On Saturday, the morning after his return from the five-day trip to Hawaii, the 81-year-old member of the Kids & Kubs softball team died of a massive heart attack in his St. Petersburg home.

"Karl was extremely enthusiastic about the trip," said Marge Sommer, his wife of 56 years. "He had a blast. He thought that the Japanese men were just top notch in the way they handled themselves. The trip meant a tremendous amount to him."

Mr. Sommer, originally from Rochester, N.Y., was a kind and cheery presence throughout the week, and contributed two singles in the 14-2 Kids & Kubs victory last Wednesday.

"He was very excited that they won, and that he'd gotten a couple of hits, but he came home very tired," Mrs. Sommer said.

She insisted that he take a nap after the team returned Friday morning from the long 10-hour flight from Honolulu. She woke up him so he could eat dinner and watch ABC's World News Tonight report on the game, but he soon went back to sleep and awoke early Saturday experiencing low blood sugar related to his diabetes and feeling a tightness in his chest.

At first, the former St. Petersburg police detective insisted he didn't need to go to the hospital. But after his wife helped him raise his blood sugar level, he asked her to take him to the hospital after all. "I said, 'No, I'm calling an ambulance,' "she said.

Mrs. Sommer put her husband on the phone with the dispatcher and went around the house turning on every light so paramedics could find them in the early morning darkness.

She said she could hear her husband on the phone with the dispatcher the entire time. But when they entered the bedroom, the phone was on the floor and he was lying on the bed. "That is how fast it was," she said.

Before he left on his trip to Hawaii, Mr. Sommer talked with the St.

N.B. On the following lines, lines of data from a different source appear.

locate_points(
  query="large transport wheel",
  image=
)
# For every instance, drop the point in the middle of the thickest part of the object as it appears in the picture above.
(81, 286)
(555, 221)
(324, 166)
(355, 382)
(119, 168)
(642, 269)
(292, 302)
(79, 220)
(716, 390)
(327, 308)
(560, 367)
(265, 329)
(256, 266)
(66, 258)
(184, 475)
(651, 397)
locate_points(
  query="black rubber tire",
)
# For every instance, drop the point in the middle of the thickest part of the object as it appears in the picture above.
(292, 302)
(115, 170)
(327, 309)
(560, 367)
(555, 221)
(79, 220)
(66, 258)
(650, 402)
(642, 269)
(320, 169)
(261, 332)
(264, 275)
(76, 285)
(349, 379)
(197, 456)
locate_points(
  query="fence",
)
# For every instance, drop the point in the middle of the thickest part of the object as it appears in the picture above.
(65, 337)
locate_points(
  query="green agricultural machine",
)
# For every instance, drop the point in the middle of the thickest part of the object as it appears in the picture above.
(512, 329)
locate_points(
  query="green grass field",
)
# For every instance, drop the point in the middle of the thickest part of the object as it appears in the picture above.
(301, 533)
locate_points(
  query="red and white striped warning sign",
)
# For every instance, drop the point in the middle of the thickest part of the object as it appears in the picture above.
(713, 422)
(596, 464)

Petersburg Times about his life. He was a high school sophomore in Rochester when Japan attacked Pearl Harbor. He told his father, an immigrant who had fought for Germany in World War I, that he wanted to enlist.

"He said in his German accent, 'Karl, this is your country, and if you want to fight for your country, you fight for it."

Mr. Sommer joined the Navy in 1944 and left at the end of the war as a second-class petty officer, later serving in Korea. In addition to working at the St. Petersburg Police Department for nearly 10 years - earning the Ned March Award for exemplary service - he worked for the GTE Yellow Pages. More recently, he has owned a 151/2-acre orange grove near Dade City.

"Other than his diabetes, he's had good health and was very active - one of his friends told me, 'Marge, I was so jealous of Karl because he could always get out there and do everything," Mrs. Sommer said. "He had a tremendous enthusiasm for life."

Mr. Sommer was a regular at Rays games and was an accomplished painter - even creating the Kids & Kubs sign that hangs at the team's field in North Shore Park.

This was Mr. Sommer's sixth year with the team. He was a greeter at the recent team Christmas banquet and was thrilled about playing the team from Japan. "It's about letting other people know that we're all human and filled with respect and dignity toward one another," he said.

Sommer and his wife have two daughters and two grandsons. A service is planned for Jan. 3. Meanwhile, teammates reflected on his passing.

"Karl was a very fine person," said team president Winchell Smith, 88. "He was part of our family and he'll be missed."

"He was proud he made the trip and he loved it," said Irv Abelson, 82, his Kids & Kubs roommate in Hawaii.

His wife put the game with Japan another way:

"I really feel it was one of the best days of his life."

SERVICES: Funeral on Jan. 3

A funeral service will be at 11 a.m. Jan. 3 at Northeast Presbyterian Church, 4400 Shore Acres Blvd. NE, in St. Petersburg.